MING LI, Petitioner, v. Eric H. HOLDER Jr., Attorney General, Respondent.
    No. 07-72941.
    United States Court of Appeals, Ninth Circuit.
    Submitted June 5, 2009.
    
    Filed Feb. 9, 2010.
    
      Gary J. Yerman, Esquire, Law Office of Gary J. Yerman, New York, NY, for Petitioner.
    Zoe Jaye Heller, Esquire, Trial, DOJ-U.S. Department of Justice, Washington, DC, Ronald E. Lefevre, Office of the District Counsel, Department of Homeland Security, San Francisco, CA, for Respondent.
    Before: GOULD and RAWLINSON, Circuit Judges, and BEISTLINE, District Judge.
    
    
      
       The panel unanimously concludes this case is suitable for decision without oral argument.
      
        See Fed. R.App. P. 34(a)(2).
    
    
      
       The Honorable Ralph R. Beistline, United States District Judge for the District of Alaska, sitting by designation.
    
   MEMORANDUM

Petitioner Ming Li (“Li”), a native and citizen of the People’s Republic of China, petitions for review of an order by the Board of Immigration Appeals (“BIA”) denying his motion to reopen to file a successive asylum application. We have jurisdiction under 8 U.S.C. § 1252(a)(1) and we deny the petition.
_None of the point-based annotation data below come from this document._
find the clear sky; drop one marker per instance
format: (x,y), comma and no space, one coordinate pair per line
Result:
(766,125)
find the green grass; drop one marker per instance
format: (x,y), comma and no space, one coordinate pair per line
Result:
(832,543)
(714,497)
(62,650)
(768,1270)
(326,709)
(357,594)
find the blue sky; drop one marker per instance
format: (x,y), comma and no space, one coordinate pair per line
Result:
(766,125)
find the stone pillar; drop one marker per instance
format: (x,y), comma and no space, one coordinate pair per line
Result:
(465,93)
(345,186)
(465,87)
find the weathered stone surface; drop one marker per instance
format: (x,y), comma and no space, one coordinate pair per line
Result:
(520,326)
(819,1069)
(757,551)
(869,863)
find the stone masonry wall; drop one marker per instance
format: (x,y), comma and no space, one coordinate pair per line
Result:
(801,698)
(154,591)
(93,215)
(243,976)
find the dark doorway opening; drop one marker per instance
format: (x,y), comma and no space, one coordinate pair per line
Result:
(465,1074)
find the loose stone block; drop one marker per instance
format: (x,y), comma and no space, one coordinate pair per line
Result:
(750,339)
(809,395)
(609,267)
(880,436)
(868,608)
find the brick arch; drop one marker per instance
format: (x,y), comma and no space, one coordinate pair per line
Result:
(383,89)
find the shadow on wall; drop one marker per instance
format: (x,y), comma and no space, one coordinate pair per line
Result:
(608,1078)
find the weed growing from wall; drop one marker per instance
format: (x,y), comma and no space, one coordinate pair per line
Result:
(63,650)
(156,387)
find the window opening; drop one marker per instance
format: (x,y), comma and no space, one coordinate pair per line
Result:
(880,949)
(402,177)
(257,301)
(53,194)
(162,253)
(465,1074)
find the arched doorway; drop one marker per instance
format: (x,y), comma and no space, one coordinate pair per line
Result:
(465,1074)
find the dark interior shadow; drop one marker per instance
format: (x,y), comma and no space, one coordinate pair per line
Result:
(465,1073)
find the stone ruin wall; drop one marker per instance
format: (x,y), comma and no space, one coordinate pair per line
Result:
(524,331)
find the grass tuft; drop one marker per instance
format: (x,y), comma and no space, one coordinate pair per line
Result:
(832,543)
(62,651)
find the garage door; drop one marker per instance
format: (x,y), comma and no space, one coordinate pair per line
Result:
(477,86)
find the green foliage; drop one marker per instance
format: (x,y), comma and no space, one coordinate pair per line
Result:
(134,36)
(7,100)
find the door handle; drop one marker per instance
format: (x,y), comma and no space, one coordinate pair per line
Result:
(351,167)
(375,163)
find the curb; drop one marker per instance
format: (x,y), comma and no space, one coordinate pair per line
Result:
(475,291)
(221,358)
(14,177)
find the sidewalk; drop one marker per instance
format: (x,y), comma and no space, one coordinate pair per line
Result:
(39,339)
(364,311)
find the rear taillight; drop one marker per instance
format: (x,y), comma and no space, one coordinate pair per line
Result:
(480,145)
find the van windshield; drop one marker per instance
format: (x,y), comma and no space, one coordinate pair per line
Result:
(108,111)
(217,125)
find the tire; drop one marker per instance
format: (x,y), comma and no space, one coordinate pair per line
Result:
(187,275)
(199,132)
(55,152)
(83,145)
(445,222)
Li bears the burden of showing “changed country conditions arising in” his native China in order to prevail on his motion to reopen, because he did not file his motion within ninety days of the original removal order. See 8 U.S.C. § 1229a(c)(7)(C)(i)-(ii) (requiring that a petitioner show a change in country conditions to avoid the ninety-day time bar); see also Chen v. Mukasey, 524 F.3d 1028, 1030 (9th Cir.2008) (same). This burden has not been met. The BIA explicitly addressed all documentary evidence submitted by Li, and was within its discretion in concluding that the evidence was insufficient to establish a material change in enforcement of China’s one-child policy against similarly situated individuals. See Lin v. Holder, 588 F.3d 981, 986 (9th Cir.2009).

Moreover, the BIA ruled correctly when it held that Li could not evade the ninety-day deadline of § 1229a(c)(7) by filing a free-standing asylum application under 8 U.S.C. § 1158(a)(2)(D). See Chen, 524 F.3d at 1032 (holding the BIA’s determination that an asylum application by an alien subject to a final order of removal can be made only in connection with a motion to reopen under § 1229a(c)(7) is “reasonable, and we defer to it”).

Finally, because Li did not meet his threshold burden to establish materially changed conditions in China, his motion to reopen for withholding of removal under the Convention Against Torture is likewise untimely.

PETITION DENIED. 
      
       jjjjg disposition is not appropriate for publication and is not precedent except as provided by Ninth Circuit Rule 36-3.